Oggi 18 settembre, mentre sono seduto su un autobus di notte penso alle tre settimane appena trascorse, ai 24 fusi orari attraversati in 14 giorni (6+9+9), 5 nazioni e tre continenti. 32767 chilometri di rotte aeree (1134*2 Roma – Dusseldorf, 9189 Roma – Shanghai, 9036 Shanghai – Vancouver, 1288 Vancouver – San Francisco, 9142 San Francisco – Lisbona 1844 Lisbona – Roma) ai 16 taxi (di cui tre diverse per raggiungere una stessa destinazione), due macchine a noleggio; dalle 11 alle 13 lingue diverse ascoltate, una birra tedesca bevuta insieme a una pizza Pinocchio gigante vera italiana cucinata da iraniani e una Pepsi come brindisi insieme a una tavolata di cinesi diversamente sobri oltre che un succo all’arancia che doveva essere un caffè (o viceversa, chi può dirlo) e un delizioso sidro Golden Gate in un ristorante messicano.

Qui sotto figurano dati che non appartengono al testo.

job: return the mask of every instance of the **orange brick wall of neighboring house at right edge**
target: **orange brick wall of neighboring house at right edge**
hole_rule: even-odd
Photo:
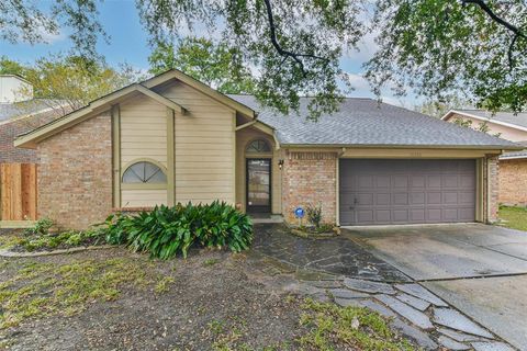
[[[527,205],[527,159],[500,160],[500,203]]]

Mi sono emozionato per un sorpasso dentro un taxi cinese come quando vedevo Boris Becker vincere il primo Wimbledon e ho gentilmente mandato via un venditore di orologi discutibilmente originali dopo che lo stesso mi ha proposto l’affare per la quarta volta in 8 minuti. Ho ordinato (no, “abbiamo” ordinato… no l’ho solo mangiata in realtà) un’altra pizza alle 3 di un mattino nebbioso in un albergo di Shanghai guardando uno streaming saltellante di un match di tennis che si svolgeva a 12 ore di fuso orario da me. Ma mai buona come quella di Piccolo Pizza a un angolo trafficato di San Francisco dove puoi, in giorni diversi 1) incontrare uno dei tuoi più cari amici italiani che vivono a Dublino, 2) assistere a un inseguimento della polizia con tanto di sirena e Mustang rosso fiammante 3) diventare Best customer in due giorni e farti offrire una maxi cola (tutto questo cercando di non farti sparare dai “fedelissimi” che popolano la città). E poi mi sono cullato nello stordimento da jet-lag parlando di geopolitica al 24esimo piano in una notte silenziosa di Shanghai.
Abbiamo gridato come pazzi dentro un taxi cinese guardando l’ultima gara di un campionato coinvolgendo l’autista nei festeggiamenti. Ammetto di avere urlato prima della linea d’arrivo, ma ero certo, ce l’avevamo fatta, sì, sì, sì!!!
Sono stato stalkerizzato da un vecchio americano di origine anconitana in coda all’aeroporto di Vancouver che voleva probabilmente raccontarmi tutta la trama di Moby Dick, ma non sono stato l’unico e questo mi ha confortato.Ho potuto constatare sul molo 39 (Pier 39) che i leoni marini, se fossero esseri umani, avrebbero già estinto la loro specie… a morsi! Ho visto un gentleman veneto contrattare con i cinesi in un fake market stile Matrix fino al sudore estremo, ma vincere, sempre, senza se e senza ma! Ho trovato un equilibrio tra l’entusiasmo spesso “unnecessary” degli americani e allo stesso modo “unnecessary” rudezza dei cinesi. Ho brindato alla salute di un fratello sul balcone affacciato sulla Skyline di Shanghai mentre le luci si spegnevano e percorso i corridoi del più antico hotel… la felicità va condivisa e quella sera l’abbiamo condivisa in quattro. Ho ammirato il tramonto sulle dune di Monterey, riso da pazzi raccontando la storia di una capra che mi perseguitava a 10 mila km da lì in una fattoria scozzese e cercato di sfuggire a l’ultima onda del ruggente oceano, ma non ci sono riuscito, con buona pace delle mie scarpe! Ho apprezzato la sincerità nel regalare un bottiglia di vino alla fine di una stagione trascorsa insieme e mi ha fatto battere il cuore. Ho visto tre tipi andare in giro con un bus giallo e rimorchiare due bionde giusto nel tempo di scendere dallo stesso (only in America, buddy). Mi sono sentito in colpa quando ho impugnato la racchetta di Rafa Nadal e mi piaceva più della Wilson di Federer – Roger perdonami… se puoi. Ho parlato davanti al Golden Gate con un canadese di origine cinese che era stato in Italia, mentre io ero stato in Canada il giorno prima dopo essere stato in Cina e poi boh, era già confusa così la cosa. Ho ascoltato, perplesso, un venditore di neon russo lamentarsi dall’immigrazione in America. Ho camminato per circa 230km e fatto oltre 300 mila passi per poter assistere a molte di queste cose, ma ne avrei fatti anche il doppio se fosse stato necessario. Ora ripenso al fatto che volevo raccontarvi qualcosa, ma sono troppo stanco e se non vi dispiace sarà per un’altra volta!